PHOENIX -- It was a big victory Wednesday for those who want to extend a temporary sales tax increase for education.

Maricopa County Court Judge Robert Oberbillig ruled that a measure seeking to keep the tax hike can go on the ballot.

Secretary of State Ken Bennett had tried blocking the measure from moving forward over a clerical error but the judge did not see it his way.

Bennett could still appeal the decision. Matt Roberts, a spokesman for his office, said his boss will likely make that decision by the end of the week.

But that didn't stop supporters of the Quality Education and Jobs Act from celebrating. Ann-Eve Pedersen, a spokeswoman for the measure, said she was very pleased with the outcome.

"What Judge Oberbillig did is he correctly applied the law and the constitution and he really questioned why we were even in court today," Pedersen said outside the courthouse in Phoenix.

Election officials still have to finish up the paperwork before officially placing the question on the fall ballot.

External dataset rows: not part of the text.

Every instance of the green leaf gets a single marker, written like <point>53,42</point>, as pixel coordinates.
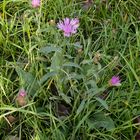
<point>46,50</point>
<point>71,64</point>
<point>57,61</point>
<point>100,120</point>
<point>46,77</point>
<point>28,80</point>
<point>103,103</point>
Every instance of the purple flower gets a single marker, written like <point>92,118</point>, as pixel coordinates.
<point>115,81</point>
<point>68,26</point>
<point>22,93</point>
<point>35,3</point>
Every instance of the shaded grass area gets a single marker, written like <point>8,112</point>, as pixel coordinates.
<point>66,79</point>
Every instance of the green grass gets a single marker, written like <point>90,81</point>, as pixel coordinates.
<point>64,86</point>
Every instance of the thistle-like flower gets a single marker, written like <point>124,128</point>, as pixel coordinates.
<point>115,81</point>
<point>35,3</point>
<point>68,26</point>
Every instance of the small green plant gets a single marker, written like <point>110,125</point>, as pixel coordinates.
<point>69,70</point>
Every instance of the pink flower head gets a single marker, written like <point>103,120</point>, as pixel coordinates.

Should it pass, the nearly $1 billion in added revenue would go mostly toward education.

George Cunningham, the treasurer for the citizen group pushing for the tax hike, said that is where the money is needed the most.

"It's well understood by the people of the state of Arizona that Arizona’s K-12 education is grossly underfunded we're still on a per student basis in the bottom two states 49th or 50th or whatever," Cunningham said.

In 2010, Governor Jan Brewer pushed for a three year temporary sales tax increase saying at the time that the state needed the money to survive the economic recession.

Voters eventually approved the measure by big numbers, but Brewer has said she won't support the tax increase this time around. The governor said she might even campaign against it.